Château La Dominique: The Greloud Era
The estate subsequently came into the hands of Charles Chaperon, who then sold it to Gabriel Henri Greloud, a négociant, in 1862. Henri Greloud was also the proprietor of Château Tertre-Daugay (now renamed Château Quintus), which he acquired in a piecemeal fashion also from the Chaperon family, and he also owned Château Lafleur of course.
Henri Greloud and his descendants maintained ownership of the estate well into the 20th century, and under their tenure the reputation of the domaine seemed only to wax, and never to wane. In the 1868 Cocks et Féret the production was sitting at 30 to 35 tonneaux, and more importantly it was listed at the head of the deuxièmes crus, an obvious promotion.

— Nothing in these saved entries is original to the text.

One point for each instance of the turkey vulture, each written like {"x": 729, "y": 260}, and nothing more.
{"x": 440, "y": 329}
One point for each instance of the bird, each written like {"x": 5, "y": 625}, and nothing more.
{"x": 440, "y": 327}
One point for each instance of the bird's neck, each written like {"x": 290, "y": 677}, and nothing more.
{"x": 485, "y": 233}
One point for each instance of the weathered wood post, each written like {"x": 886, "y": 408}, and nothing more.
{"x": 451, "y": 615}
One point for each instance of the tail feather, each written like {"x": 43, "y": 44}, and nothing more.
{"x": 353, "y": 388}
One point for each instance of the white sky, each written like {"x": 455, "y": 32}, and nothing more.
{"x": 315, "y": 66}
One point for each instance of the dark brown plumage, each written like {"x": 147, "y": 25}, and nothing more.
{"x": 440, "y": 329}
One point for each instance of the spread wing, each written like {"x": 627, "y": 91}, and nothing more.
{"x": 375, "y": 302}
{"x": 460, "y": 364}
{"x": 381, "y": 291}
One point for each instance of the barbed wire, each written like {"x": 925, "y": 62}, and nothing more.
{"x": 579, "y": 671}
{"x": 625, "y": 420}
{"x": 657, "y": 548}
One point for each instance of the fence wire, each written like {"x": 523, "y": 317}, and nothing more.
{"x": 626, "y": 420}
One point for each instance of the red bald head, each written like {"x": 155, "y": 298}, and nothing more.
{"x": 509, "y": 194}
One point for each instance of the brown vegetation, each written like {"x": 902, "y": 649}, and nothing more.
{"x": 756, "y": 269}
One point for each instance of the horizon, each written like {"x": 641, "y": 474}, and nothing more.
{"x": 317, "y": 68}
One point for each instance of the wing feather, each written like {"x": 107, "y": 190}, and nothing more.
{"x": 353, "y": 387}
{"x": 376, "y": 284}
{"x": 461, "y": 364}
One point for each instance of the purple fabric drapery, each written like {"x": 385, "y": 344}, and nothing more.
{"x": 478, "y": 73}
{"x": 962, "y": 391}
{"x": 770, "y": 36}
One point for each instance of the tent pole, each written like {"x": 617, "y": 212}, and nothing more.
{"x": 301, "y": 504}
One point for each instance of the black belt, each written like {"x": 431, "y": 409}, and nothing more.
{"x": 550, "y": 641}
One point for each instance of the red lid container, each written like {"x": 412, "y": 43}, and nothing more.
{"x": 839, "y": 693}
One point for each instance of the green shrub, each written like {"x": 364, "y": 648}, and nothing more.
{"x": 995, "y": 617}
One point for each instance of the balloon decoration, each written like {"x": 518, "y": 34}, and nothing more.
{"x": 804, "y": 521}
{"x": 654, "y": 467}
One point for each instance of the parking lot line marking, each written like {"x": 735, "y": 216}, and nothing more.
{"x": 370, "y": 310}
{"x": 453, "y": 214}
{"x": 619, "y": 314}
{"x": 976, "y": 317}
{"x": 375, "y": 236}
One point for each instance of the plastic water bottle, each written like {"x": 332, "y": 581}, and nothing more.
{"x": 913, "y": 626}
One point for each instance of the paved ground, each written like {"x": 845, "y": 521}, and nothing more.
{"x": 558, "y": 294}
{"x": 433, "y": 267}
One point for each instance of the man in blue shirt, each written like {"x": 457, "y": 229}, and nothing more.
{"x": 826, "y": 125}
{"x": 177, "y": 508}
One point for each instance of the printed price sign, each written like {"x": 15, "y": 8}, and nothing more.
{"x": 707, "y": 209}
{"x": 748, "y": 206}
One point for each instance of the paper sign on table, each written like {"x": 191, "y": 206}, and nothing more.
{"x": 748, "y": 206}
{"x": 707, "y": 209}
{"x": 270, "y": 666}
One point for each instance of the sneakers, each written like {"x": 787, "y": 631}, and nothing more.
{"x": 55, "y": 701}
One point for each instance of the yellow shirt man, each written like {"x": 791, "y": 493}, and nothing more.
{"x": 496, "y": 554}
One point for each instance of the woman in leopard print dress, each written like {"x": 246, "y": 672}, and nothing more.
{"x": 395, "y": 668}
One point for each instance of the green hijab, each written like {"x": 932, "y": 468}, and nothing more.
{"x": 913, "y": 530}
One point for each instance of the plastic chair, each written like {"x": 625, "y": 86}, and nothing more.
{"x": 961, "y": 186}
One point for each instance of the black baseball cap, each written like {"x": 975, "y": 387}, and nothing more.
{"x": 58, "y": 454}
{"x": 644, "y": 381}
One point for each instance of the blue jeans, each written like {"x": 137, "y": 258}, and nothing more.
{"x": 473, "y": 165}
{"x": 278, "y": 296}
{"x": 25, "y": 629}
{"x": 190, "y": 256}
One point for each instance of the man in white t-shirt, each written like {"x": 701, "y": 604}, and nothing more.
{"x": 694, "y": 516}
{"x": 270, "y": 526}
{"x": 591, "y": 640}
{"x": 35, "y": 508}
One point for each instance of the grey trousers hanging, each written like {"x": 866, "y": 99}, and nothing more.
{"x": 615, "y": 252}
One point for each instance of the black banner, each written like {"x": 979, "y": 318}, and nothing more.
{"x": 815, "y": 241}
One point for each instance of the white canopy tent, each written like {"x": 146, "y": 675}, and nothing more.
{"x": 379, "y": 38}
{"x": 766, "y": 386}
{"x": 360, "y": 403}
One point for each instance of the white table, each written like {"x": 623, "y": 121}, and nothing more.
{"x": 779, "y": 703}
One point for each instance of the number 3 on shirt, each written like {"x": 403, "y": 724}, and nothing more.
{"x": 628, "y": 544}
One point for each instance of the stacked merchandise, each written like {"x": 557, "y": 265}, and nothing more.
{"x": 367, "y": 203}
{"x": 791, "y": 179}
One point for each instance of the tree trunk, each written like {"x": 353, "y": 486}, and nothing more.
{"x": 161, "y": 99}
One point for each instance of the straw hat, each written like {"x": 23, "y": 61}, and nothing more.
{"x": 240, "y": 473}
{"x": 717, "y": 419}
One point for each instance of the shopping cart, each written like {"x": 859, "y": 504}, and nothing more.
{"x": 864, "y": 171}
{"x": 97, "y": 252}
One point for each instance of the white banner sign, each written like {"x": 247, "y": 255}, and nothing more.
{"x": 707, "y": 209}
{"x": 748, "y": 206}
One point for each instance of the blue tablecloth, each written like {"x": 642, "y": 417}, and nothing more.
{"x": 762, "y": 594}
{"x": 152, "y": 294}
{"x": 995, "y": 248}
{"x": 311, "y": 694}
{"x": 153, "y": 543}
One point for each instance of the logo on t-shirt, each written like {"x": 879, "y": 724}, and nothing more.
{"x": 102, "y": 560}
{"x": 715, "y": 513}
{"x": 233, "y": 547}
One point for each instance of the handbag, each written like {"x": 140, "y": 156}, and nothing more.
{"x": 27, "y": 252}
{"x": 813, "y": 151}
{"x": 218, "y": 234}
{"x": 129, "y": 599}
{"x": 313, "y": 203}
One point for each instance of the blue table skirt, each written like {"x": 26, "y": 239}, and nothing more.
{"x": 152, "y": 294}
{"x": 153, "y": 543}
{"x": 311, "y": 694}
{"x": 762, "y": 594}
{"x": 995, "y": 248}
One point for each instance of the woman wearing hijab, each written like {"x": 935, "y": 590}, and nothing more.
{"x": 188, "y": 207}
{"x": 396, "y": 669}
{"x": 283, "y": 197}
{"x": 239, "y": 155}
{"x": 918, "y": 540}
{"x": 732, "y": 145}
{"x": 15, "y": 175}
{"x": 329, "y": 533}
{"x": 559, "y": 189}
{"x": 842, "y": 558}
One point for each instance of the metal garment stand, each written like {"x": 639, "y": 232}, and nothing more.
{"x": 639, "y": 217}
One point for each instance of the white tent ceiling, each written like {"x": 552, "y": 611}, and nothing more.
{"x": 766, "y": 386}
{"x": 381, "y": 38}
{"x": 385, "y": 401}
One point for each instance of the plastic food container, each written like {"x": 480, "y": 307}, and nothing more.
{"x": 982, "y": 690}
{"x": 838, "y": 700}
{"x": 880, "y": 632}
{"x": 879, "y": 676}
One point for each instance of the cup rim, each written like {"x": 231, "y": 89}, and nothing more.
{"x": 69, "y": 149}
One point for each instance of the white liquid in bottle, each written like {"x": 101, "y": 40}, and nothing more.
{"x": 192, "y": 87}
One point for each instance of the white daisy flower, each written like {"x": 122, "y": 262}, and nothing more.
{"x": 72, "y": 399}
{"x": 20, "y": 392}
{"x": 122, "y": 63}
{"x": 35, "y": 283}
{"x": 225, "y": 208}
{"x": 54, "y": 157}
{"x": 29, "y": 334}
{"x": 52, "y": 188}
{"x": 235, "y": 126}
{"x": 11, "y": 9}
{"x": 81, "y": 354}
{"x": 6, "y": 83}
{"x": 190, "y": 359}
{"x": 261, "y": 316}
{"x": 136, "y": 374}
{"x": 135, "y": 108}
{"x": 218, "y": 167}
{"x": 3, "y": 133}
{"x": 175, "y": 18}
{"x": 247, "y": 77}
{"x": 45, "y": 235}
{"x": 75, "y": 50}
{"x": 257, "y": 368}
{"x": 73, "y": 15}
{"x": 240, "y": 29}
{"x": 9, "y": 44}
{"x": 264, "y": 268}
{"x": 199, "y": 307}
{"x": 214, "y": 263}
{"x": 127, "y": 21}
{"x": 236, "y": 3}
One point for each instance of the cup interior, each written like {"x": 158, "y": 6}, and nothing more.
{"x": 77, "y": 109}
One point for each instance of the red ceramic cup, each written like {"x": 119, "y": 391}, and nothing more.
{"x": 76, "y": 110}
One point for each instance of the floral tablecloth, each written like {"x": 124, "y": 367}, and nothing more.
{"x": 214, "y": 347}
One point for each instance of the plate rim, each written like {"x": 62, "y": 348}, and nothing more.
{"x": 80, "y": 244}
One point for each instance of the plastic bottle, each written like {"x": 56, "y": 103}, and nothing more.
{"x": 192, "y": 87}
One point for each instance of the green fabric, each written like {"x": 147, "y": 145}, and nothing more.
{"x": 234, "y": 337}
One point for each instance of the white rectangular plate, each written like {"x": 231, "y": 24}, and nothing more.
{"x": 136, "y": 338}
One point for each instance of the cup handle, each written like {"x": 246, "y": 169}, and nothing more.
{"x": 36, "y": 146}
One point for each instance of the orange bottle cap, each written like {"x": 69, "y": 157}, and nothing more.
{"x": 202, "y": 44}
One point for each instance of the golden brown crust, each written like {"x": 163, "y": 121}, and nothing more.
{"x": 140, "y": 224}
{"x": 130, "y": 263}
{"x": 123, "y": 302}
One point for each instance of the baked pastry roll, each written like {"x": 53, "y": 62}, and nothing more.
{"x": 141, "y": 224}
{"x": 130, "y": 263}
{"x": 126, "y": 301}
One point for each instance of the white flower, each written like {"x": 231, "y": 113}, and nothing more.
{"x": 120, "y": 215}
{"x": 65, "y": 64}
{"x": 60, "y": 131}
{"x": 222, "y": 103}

And by the time the 1883 Cocks et Féret was published Château La Dominique was ranked as premier cru, still with Henri Greloud at the helm, now turning out 40 tonneaux per annum.
The first time the Cocks et Féret authors paid the estate any real attention was in the 1886 edition, when they wrote of Henri Greloud’s vineyard in in the sort of tones usually reserved for Château Cheval Blanc, just next-door. The authors drew direct comparisons between the two vineyards, noting that they were divided by little more than a drainage ditch which ran for 900 metres along the boundary between the two.